Com 25 milhões de habitantes, a Coreia do Norte é o país com quarto maior exército do mundo em números absolutos. São algo em torno de 1,2 milhão de pessoas. É o maior exército do planeta em termos relativos, pois 5% da população é de militares. É muita gente para se manter com alimentos e armamentos. Aliás, isso é uma preocupação, porque o que se especula é que essa limitação os obrigaria a agir depressa em um enfrentamento e até tomar medidas desesperadas para obter resultados, como lançar mão de armas nucleares.

Chances de um conflito militar ?

Os especialistas dizem que a possibilidade de um conflito militar não pode ser descartada. Mas é muito pouco provável que aconteça pelos riscos que oferece, as chances são muito pequenas. Uma guerra na península na Coreia teria efeitos dramáticos. Há quem diga que poderia haver mais mortes do que na Segunda Guerra mundial. Seriam dezenas de milhões de mortos. E ninguém quer correr esse risco. O clima de animosidade e provocações não ajuda. Enquanto estiver só na retórica, tudo bem. O problema é que quando o ambiente é assim tenso, aumenta as chances de interpretações equivocadas e acidentes.
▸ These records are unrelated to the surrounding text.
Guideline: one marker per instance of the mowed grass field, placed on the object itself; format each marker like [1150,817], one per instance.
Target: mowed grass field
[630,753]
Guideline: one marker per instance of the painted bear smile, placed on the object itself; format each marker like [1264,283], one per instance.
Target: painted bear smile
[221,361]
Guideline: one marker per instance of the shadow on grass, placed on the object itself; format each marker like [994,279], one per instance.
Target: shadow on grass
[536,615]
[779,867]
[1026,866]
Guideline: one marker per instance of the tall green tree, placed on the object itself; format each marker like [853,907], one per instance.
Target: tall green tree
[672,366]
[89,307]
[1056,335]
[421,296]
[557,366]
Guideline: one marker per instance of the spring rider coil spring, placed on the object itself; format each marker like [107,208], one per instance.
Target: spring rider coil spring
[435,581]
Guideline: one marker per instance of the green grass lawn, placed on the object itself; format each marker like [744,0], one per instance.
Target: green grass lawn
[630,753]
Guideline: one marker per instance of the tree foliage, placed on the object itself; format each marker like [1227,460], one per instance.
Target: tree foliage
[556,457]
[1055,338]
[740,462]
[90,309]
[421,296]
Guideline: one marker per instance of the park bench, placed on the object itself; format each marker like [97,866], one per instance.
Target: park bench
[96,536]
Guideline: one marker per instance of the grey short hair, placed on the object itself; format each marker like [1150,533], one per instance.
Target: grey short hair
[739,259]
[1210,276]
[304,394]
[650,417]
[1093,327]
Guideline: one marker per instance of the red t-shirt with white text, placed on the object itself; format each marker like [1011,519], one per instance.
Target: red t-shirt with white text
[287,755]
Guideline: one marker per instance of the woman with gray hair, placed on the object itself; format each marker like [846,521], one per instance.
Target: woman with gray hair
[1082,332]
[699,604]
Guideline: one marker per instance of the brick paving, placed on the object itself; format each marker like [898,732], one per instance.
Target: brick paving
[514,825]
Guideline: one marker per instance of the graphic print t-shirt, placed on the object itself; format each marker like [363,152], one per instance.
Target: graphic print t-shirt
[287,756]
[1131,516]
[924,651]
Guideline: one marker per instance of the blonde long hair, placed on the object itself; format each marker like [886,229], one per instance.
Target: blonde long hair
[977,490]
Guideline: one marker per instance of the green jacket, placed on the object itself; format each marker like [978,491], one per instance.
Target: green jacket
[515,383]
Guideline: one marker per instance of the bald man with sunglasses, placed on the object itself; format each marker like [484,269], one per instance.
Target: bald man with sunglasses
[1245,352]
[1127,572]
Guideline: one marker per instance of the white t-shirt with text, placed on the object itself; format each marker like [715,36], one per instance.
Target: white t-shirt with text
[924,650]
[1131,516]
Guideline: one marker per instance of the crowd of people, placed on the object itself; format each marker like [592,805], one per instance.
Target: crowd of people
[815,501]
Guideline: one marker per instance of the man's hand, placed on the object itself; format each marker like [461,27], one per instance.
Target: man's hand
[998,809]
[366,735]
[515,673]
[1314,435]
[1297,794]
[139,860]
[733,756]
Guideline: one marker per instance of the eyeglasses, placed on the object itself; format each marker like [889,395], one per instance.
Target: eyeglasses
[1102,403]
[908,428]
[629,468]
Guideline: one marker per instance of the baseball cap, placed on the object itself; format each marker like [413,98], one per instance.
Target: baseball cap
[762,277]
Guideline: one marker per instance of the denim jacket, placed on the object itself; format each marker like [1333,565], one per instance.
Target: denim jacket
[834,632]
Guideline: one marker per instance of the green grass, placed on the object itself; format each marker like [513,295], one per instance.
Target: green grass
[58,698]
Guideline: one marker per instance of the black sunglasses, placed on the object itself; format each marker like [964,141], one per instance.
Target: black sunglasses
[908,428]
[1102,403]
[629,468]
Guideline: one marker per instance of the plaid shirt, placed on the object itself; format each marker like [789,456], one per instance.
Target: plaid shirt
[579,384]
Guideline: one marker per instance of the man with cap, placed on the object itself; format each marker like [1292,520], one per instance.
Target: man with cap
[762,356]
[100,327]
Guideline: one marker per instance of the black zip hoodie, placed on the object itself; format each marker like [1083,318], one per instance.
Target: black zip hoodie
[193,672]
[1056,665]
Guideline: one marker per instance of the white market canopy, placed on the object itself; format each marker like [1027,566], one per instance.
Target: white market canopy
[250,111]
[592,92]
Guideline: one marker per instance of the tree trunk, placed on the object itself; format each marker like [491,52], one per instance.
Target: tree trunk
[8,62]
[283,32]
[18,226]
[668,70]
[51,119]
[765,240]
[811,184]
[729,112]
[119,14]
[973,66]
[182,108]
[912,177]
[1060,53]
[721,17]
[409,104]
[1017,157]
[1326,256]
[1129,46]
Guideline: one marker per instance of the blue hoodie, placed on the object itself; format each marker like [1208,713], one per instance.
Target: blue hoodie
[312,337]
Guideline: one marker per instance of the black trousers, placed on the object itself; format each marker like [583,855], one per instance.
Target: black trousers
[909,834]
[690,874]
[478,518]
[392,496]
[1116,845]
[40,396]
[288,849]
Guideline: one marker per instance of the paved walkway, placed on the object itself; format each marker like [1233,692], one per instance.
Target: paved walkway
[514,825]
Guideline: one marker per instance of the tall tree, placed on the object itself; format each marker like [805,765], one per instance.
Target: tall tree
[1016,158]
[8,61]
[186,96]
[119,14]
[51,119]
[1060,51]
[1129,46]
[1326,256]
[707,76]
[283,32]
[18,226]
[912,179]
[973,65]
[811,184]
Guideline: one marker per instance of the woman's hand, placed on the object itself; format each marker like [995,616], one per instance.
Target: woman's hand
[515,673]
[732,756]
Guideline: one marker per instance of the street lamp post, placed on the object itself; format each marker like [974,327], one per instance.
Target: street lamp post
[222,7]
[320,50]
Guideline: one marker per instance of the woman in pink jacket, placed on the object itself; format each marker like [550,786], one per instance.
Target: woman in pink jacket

Na semana passada,o embaixador do Brasil na Coreia do Sul, Luis Serra, em entrevista à RFI, usou a imagem de um eletrocardiograma para entendermos o nível de tensão. Hoje, está um pouco menor do que na semana passada. Mas ainda acima do que estava em maio e junho.

Abril, segundo ele, foi o pior momento, quando aconteceram os exercícios militares conjuntos entre Estados Unidos e Coreia do Sul e o deslocamento do porta-aviões para a península. O que vemos atualmente é que a agência estatal da Coreia do Norte disse que, apesar de Kim Jong-Un ter sido apresentado à proposta de lançamento contra a ilha na Oceania, ele ainda pretende acompanhar as ações americanas para prevenir um confronto.

A China voltou a defender o plano de dupla de suspensão para resolver a crise. Isso significaria que os Estados Unidos suspenderia a base antimíssil que estão fazendo com a Coreia do Sul e os norte-coreanos desistiram dos seus programas de mísseis e nuclear. Temos que ver agora a disposição das partes de se sentarem à mesa.